Thesis Title: Realism, Freedom, Reform: Modes of Bodily Movement in Nineteenth-Century Literature
Supervisor: Professor Helen Small
Research Interests: Victorian Literature, Embodiment, Phenomenology, Gesture Theory, Spatial Theory, Material Culture
Doctoral Research: My research brings together archival material and literary works to examine the ways in which Victorian print culture challenged conventional public opinion on cultures of embodiment and movement, and thus helped change the cultural norms and expectations of late Victorian society. I aim to call attention to perceived changes in physical self-expression arising from machinery and labour, modes of transportation and mobility, dress and freedom of movement, cross-cultural encounter, travel, and imperialism, and the effects of an ever-widening worldview on representations of regional 'corporeal styles'. Amidst these developments, writers such as Elizabeth Gaskell, George Eliot, Thomas Hardy, Ménie Muriel Dowie, Joseph Conrad, and Margaret Brooke captured the complexities of the day while pushing for reform on labour conditions, women’s rights, and ideas on freedom, convention, and social mobility in pluralistic societies. Ultimately, my research contributes to an ongoing interest in diversifying the sensory frameworks used when trying to comprehend the lived experiences of a society. By proposing a framework to examine the portrayal of bodily movement, I hope to encourage closer examinations of the kinaesthetic and proprioceptive senses in literature.

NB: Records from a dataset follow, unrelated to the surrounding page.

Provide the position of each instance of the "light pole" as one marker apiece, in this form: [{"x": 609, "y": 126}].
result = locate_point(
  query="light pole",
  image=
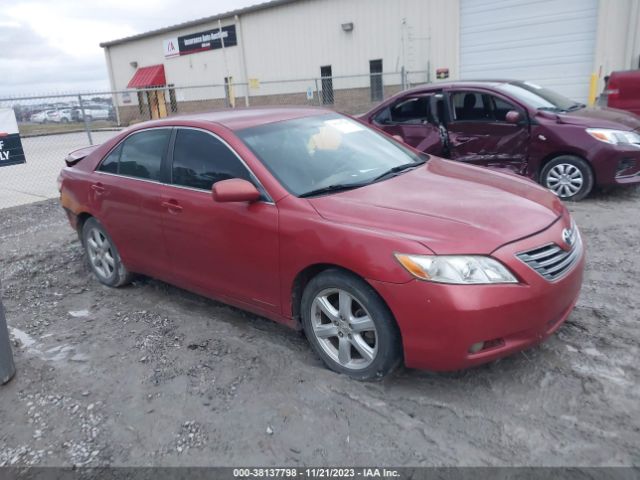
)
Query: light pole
[{"x": 7, "y": 368}]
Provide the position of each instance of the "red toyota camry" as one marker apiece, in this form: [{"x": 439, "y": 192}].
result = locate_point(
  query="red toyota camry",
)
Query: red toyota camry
[{"x": 380, "y": 253}]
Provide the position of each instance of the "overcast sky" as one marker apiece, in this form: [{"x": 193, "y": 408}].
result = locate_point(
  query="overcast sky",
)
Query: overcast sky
[{"x": 52, "y": 46}]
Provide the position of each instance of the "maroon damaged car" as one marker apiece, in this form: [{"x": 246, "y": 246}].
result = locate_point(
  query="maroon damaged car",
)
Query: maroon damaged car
[{"x": 520, "y": 127}]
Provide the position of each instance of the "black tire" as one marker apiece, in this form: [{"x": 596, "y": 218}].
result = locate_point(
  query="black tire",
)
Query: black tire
[
  {"x": 568, "y": 169},
  {"x": 383, "y": 339},
  {"x": 106, "y": 265}
]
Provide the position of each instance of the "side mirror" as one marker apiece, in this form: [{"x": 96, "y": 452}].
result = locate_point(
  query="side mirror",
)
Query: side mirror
[
  {"x": 513, "y": 116},
  {"x": 234, "y": 190}
]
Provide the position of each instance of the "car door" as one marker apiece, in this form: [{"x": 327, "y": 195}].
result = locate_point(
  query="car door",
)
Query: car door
[
  {"x": 126, "y": 198},
  {"x": 411, "y": 119},
  {"x": 479, "y": 133},
  {"x": 219, "y": 249}
]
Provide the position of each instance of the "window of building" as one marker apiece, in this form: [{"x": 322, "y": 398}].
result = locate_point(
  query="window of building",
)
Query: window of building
[
  {"x": 173, "y": 103},
  {"x": 200, "y": 160},
  {"x": 327, "y": 85},
  {"x": 375, "y": 72},
  {"x": 143, "y": 152}
]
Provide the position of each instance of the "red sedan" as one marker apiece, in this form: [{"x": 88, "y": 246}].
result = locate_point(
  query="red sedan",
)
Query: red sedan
[{"x": 380, "y": 253}]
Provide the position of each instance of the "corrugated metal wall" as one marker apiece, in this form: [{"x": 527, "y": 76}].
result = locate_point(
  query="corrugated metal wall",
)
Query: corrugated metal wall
[{"x": 294, "y": 40}]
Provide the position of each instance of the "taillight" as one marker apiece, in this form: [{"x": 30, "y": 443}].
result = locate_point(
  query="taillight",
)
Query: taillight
[{"x": 612, "y": 91}]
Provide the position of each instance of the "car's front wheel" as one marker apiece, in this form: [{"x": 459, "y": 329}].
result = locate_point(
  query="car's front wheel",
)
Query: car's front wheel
[
  {"x": 349, "y": 326},
  {"x": 102, "y": 255},
  {"x": 569, "y": 177}
]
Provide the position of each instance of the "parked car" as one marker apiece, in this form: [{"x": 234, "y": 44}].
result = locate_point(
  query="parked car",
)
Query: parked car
[
  {"x": 65, "y": 115},
  {"x": 93, "y": 112},
  {"x": 45, "y": 116},
  {"x": 622, "y": 91},
  {"x": 521, "y": 127},
  {"x": 380, "y": 253}
]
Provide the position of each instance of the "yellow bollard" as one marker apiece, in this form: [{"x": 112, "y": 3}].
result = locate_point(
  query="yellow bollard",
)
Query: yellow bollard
[{"x": 593, "y": 86}]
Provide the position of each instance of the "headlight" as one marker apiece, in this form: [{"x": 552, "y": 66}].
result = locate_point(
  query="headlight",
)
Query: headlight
[
  {"x": 459, "y": 269},
  {"x": 615, "y": 137}
]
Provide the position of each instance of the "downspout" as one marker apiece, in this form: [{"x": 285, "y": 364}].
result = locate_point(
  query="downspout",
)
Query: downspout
[
  {"x": 243, "y": 61},
  {"x": 112, "y": 82},
  {"x": 632, "y": 37}
]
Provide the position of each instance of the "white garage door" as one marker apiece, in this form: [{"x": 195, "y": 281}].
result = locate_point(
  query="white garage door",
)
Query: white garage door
[{"x": 548, "y": 42}]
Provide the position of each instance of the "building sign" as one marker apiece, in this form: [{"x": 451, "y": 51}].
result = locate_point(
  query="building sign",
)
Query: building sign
[
  {"x": 171, "y": 47},
  {"x": 11, "y": 152},
  {"x": 442, "y": 73},
  {"x": 200, "y": 42}
]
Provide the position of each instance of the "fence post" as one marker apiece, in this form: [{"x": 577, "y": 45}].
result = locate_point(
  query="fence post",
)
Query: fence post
[
  {"x": 7, "y": 367},
  {"x": 318, "y": 92},
  {"x": 84, "y": 119}
]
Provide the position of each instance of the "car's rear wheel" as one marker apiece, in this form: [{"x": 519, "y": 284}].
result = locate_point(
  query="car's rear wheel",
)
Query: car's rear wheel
[
  {"x": 349, "y": 326},
  {"x": 102, "y": 255},
  {"x": 569, "y": 177}
]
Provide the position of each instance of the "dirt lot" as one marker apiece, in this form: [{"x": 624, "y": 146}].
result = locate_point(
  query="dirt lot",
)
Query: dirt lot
[{"x": 153, "y": 375}]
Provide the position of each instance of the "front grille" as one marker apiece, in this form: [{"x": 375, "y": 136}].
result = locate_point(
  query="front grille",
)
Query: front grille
[{"x": 551, "y": 261}]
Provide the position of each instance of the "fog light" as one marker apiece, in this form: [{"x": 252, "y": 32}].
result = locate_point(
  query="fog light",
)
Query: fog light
[
  {"x": 489, "y": 344},
  {"x": 624, "y": 164}
]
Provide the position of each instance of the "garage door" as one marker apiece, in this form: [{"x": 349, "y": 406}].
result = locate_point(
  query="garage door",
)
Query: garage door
[{"x": 548, "y": 42}]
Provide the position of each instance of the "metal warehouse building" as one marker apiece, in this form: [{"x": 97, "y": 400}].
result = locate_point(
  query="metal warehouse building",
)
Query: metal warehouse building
[{"x": 352, "y": 53}]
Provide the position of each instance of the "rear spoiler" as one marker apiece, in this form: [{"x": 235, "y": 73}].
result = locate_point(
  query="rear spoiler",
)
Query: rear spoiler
[{"x": 77, "y": 155}]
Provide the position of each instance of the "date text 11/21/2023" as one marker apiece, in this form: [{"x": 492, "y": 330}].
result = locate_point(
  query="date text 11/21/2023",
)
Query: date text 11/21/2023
[{"x": 320, "y": 472}]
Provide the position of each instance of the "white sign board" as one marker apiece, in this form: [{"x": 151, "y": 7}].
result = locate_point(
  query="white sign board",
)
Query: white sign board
[
  {"x": 11, "y": 152},
  {"x": 171, "y": 47}
]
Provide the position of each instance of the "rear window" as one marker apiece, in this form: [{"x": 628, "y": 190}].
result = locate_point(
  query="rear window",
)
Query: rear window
[{"x": 140, "y": 155}]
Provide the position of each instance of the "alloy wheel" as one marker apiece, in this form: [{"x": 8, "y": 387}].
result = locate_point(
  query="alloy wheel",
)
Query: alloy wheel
[
  {"x": 344, "y": 329},
  {"x": 565, "y": 180},
  {"x": 101, "y": 254}
]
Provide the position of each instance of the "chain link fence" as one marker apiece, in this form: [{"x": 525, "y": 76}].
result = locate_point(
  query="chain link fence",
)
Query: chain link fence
[{"x": 52, "y": 126}]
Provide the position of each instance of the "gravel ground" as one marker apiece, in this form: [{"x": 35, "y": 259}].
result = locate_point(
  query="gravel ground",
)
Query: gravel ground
[{"x": 153, "y": 375}]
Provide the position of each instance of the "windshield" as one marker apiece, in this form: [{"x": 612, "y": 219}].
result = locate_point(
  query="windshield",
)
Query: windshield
[
  {"x": 539, "y": 97},
  {"x": 329, "y": 152}
]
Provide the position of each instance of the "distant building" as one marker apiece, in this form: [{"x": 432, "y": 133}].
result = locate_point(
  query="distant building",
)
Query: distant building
[{"x": 354, "y": 52}]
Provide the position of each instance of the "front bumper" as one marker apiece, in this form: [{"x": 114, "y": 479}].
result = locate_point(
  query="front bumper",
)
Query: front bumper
[
  {"x": 617, "y": 165},
  {"x": 439, "y": 323}
]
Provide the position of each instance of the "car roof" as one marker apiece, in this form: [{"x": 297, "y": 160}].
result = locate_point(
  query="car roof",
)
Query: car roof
[
  {"x": 241, "y": 118},
  {"x": 460, "y": 83}
]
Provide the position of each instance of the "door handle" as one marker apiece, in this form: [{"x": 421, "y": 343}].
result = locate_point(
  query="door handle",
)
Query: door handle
[
  {"x": 172, "y": 206},
  {"x": 98, "y": 188}
]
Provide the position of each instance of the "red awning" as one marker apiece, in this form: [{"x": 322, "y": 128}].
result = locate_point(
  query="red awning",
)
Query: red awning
[{"x": 146, "y": 77}]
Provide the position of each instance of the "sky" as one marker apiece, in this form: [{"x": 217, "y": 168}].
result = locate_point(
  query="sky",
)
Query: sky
[{"x": 49, "y": 47}]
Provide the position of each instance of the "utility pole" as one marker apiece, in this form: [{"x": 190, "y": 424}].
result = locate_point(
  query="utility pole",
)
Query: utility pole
[{"x": 7, "y": 367}]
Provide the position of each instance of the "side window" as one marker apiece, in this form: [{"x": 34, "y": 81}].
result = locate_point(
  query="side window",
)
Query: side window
[
  {"x": 143, "y": 152},
  {"x": 200, "y": 160},
  {"x": 110, "y": 163},
  {"x": 500, "y": 108},
  {"x": 411, "y": 110},
  {"x": 469, "y": 106}
]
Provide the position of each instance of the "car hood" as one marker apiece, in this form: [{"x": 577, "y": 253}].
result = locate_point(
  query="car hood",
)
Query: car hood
[
  {"x": 450, "y": 208},
  {"x": 599, "y": 117}
]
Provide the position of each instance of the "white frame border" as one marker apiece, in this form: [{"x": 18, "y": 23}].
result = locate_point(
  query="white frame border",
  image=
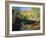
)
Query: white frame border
[{"x": 25, "y": 32}]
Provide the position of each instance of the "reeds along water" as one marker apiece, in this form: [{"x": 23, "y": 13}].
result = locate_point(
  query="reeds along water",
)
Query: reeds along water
[{"x": 26, "y": 19}]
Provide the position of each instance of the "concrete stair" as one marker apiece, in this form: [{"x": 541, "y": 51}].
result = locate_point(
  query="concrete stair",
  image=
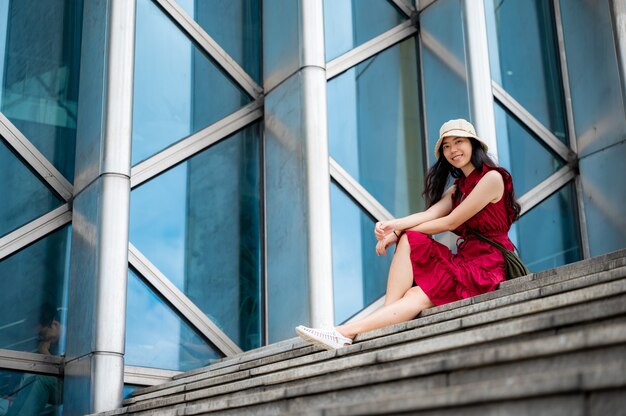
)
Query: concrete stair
[{"x": 550, "y": 343}]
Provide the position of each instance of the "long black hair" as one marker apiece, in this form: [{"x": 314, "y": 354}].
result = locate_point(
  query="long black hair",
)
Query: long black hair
[{"x": 438, "y": 175}]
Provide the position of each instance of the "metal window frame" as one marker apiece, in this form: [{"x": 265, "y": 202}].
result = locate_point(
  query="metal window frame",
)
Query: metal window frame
[
  {"x": 34, "y": 159},
  {"x": 31, "y": 362},
  {"x": 542, "y": 132},
  {"x": 423, "y": 4},
  {"x": 180, "y": 302},
  {"x": 369, "y": 49},
  {"x": 582, "y": 218},
  {"x": 211, "y": 47},
  {"x": 195, "y": 143},
  {"x": 146, "y": 376},
  {"x": 356, "y": 191},
  {"x": 34, "y": 230},
  {"x": 546, "y": 188},
  {"x": 406, "y": 8}
]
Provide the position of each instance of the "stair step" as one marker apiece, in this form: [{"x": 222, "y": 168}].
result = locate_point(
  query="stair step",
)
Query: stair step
[
  {"x": 318, "y": 364},
  {"x": 529, "y": 291}
]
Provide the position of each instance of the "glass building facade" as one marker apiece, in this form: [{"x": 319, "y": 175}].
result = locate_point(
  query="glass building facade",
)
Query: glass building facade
[{"x": 184, "y": 180}]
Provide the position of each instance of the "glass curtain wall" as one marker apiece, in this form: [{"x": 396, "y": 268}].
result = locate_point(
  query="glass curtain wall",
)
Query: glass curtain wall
[
  {"x": 524, "y": 59},
  {"x": 39, "y": 80},
  {"x": 197, "y": 222},
  {"x": 374, "y": 135}
]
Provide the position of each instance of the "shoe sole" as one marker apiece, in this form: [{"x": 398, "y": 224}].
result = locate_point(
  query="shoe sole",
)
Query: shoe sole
[{"x": 318, "y": 343}]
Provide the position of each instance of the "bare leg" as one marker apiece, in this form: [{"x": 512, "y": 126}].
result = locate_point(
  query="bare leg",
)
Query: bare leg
[
  {"x": 400, "y": 272},
  {"x": 404, "y": 309}
]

Forthcoming Publications: 'Ruth (1853)' in The Routledge Companion to Elizabeth Gaskell (2025)
Teaching: I have experience as a Graduate Teaching Assistant on 'Literature in English 1760-1830' (Paper 5 with Professor Ros Ballaster) and 'Global Victorians' (Paper 6 with Professor Michèle Mendelssohn and Professor Helen Small). I have also previously taught secondary school English Literature and Drama.